Supporters of ousted President Morsi are marching again today as part of renewed mass protests in Cairo against the removal of Egypt's first democratically elected leader.
The Anti-Coup Alliance and Freedom and Justice Party were among Muslim Brotherhood supporters who dubbed the demonstrations “Egypt against the coup”.
Morsi supporters gathered in their thousands in two Cairo based Muslim Brotherhood camps, defying military warnings to abandon their protests or face action from security forces.
Young men wearing crash helmets formed a first line of defence behind barricades erected from sands and brick. Diplomats, rights groups and Egyptian religious leaders called for authorities to help avoid more bloodshed, following the deaths of over 300 since Mr Morsi was ousted.
European Union envoy Bernardino Leon warned on Thursday that the EU would not easily accept the use of violence to break up the protest camp. Efforts should be made to reach a political solution by involving moderates on both sides, he said.
Human Rights Watch agreed the army-led government should halt any plans to disperse the Muslim Brotherhood camp by force.
“To avoid another bloodbath, Egypt's civilian rulers need to ensure the ongoing right of protesters to assemble peacefully, and seek alternatives to a forcible dispersal of the crowds,” said Nadim Houry, HRW's deputy Middle East director.
Army spokesman Colonel Ahmed Ali reiterated the military did not desire a political role but were acting “to support the Egyptian people in their revolution”.
In an interview with Al-Sharq Al-Awsat Pan-Arab newspaper, he said people had the right to demonstrate peacefully.
“But these demonstrations have departed from a peaceful context and tend toward violent acts in many cases,” he said.

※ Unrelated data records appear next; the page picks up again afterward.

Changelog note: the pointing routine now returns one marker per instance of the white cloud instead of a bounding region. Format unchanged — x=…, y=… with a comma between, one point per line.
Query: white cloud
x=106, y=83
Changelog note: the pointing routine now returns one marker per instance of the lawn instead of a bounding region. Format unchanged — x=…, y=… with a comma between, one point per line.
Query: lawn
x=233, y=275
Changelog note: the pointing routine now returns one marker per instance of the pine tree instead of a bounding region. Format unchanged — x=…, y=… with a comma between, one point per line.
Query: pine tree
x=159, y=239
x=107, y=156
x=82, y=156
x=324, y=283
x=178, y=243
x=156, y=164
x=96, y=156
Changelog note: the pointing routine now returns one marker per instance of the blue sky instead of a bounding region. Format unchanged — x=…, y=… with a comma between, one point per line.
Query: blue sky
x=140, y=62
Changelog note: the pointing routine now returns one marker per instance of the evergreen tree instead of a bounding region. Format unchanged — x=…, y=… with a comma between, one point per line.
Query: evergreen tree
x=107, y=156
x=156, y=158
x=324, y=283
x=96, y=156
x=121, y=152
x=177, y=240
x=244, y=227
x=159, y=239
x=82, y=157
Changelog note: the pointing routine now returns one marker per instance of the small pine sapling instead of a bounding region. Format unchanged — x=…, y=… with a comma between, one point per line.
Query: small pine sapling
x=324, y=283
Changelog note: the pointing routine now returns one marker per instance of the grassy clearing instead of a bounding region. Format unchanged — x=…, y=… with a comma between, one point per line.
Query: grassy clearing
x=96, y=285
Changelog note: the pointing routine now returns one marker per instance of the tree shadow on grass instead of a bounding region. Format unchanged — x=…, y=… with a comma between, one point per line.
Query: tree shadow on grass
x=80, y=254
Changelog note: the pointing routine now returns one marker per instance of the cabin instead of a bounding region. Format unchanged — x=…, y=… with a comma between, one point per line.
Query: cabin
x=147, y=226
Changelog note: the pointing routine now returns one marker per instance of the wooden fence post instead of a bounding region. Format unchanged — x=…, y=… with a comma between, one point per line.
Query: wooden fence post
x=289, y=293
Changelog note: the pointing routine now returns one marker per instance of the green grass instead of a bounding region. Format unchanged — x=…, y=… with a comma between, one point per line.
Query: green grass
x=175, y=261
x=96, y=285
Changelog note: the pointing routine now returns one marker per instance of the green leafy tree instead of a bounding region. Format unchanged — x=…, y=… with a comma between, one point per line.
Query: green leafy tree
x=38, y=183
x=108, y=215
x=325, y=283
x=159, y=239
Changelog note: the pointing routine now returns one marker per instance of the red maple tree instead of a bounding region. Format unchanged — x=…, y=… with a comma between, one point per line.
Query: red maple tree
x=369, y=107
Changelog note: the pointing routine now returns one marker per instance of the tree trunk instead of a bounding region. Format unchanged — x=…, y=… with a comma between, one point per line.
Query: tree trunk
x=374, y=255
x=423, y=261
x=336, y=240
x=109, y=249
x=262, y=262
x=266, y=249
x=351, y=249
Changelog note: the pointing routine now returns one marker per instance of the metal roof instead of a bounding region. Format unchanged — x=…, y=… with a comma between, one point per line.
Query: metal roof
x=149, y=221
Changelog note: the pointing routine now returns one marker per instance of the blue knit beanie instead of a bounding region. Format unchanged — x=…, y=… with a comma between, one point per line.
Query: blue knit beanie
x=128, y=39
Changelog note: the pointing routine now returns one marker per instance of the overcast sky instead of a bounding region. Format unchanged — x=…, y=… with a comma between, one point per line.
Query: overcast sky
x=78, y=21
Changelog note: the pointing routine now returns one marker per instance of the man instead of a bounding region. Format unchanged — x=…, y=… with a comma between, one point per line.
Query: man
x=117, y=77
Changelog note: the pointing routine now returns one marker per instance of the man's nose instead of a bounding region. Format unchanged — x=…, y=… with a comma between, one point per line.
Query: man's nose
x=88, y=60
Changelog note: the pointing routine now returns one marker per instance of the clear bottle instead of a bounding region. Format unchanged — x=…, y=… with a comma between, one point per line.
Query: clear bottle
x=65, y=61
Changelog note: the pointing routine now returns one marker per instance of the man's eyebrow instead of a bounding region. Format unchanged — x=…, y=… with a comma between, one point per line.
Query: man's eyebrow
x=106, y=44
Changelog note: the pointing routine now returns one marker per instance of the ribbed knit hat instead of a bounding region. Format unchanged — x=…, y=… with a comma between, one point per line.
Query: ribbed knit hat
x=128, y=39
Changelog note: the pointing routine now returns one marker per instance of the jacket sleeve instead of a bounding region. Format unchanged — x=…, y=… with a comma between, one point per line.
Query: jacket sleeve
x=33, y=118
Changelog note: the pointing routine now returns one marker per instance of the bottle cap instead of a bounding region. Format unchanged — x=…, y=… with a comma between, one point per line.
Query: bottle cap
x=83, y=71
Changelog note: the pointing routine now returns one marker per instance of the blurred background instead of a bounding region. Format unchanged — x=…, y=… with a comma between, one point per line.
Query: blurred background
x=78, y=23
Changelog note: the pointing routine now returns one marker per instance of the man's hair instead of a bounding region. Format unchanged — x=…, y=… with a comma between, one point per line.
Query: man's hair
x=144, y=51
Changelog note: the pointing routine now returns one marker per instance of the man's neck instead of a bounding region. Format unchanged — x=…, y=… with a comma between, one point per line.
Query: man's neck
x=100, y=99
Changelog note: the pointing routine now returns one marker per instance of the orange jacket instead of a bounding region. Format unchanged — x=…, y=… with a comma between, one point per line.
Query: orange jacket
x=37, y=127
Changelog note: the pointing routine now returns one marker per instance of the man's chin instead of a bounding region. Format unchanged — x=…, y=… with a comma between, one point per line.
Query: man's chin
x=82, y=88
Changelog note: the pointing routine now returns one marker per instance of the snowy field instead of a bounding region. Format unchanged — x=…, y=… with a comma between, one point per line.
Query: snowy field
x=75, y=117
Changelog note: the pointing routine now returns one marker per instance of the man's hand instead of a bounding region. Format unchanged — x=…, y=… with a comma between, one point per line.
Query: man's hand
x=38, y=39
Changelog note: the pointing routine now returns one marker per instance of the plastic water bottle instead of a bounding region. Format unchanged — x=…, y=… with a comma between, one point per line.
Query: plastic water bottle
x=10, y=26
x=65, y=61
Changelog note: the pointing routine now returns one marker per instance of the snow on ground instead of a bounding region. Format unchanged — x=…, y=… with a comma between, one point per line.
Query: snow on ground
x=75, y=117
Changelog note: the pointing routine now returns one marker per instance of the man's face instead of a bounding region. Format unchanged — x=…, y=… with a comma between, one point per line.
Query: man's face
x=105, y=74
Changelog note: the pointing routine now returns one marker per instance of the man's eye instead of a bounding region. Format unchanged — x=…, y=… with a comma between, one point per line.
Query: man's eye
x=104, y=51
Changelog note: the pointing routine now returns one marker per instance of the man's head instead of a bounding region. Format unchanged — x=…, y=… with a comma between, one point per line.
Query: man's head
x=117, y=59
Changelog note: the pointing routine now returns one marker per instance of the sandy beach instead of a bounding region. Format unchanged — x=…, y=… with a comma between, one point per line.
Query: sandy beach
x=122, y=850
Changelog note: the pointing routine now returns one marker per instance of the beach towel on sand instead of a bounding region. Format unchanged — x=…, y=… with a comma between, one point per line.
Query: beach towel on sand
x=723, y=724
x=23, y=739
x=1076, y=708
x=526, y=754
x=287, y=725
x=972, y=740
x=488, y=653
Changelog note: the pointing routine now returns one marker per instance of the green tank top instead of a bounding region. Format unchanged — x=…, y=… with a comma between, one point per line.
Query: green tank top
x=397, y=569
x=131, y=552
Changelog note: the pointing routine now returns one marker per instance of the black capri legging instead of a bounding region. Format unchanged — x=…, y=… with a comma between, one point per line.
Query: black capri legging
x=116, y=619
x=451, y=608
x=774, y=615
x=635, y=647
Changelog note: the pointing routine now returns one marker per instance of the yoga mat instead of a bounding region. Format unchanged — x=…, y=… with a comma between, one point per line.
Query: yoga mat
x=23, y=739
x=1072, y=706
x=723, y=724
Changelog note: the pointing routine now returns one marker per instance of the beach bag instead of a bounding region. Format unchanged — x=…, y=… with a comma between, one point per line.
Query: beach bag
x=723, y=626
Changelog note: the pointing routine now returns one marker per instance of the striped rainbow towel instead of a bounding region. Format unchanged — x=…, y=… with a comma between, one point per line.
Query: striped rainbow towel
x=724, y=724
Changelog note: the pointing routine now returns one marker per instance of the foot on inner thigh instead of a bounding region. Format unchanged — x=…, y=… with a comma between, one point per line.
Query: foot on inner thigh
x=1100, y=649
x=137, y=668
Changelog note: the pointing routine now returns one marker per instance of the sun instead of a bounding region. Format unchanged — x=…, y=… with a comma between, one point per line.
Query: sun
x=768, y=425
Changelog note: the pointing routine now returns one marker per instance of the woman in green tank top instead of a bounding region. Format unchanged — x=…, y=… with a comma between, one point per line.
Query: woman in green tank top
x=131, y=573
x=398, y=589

Egypt's Muslim Brotherhood also threw fresh criticism at US Secretary of State John Kerry on Friday, for saying the Egyptian military had been “restoring democracy” when it toppled Mr Morsi.
“We totally reject these statements and we are very disappointed in them,” said Mohamed Ali Bishr, a senior brotherhood leader and a minister in Mr Morsi's former government.
“The United States is a country that speaks of democracy and human rights and they say something like that. I hope that they rethink their position and correct it,” he told Reuters.
The US has so far avoided referring to it as a coup.
Mr Morsi was deposed on 3 July following the demands made by millions that he be removed from power, with many arguing that his year-long rule was marred by political failings and the concentration of power into his Islamist group.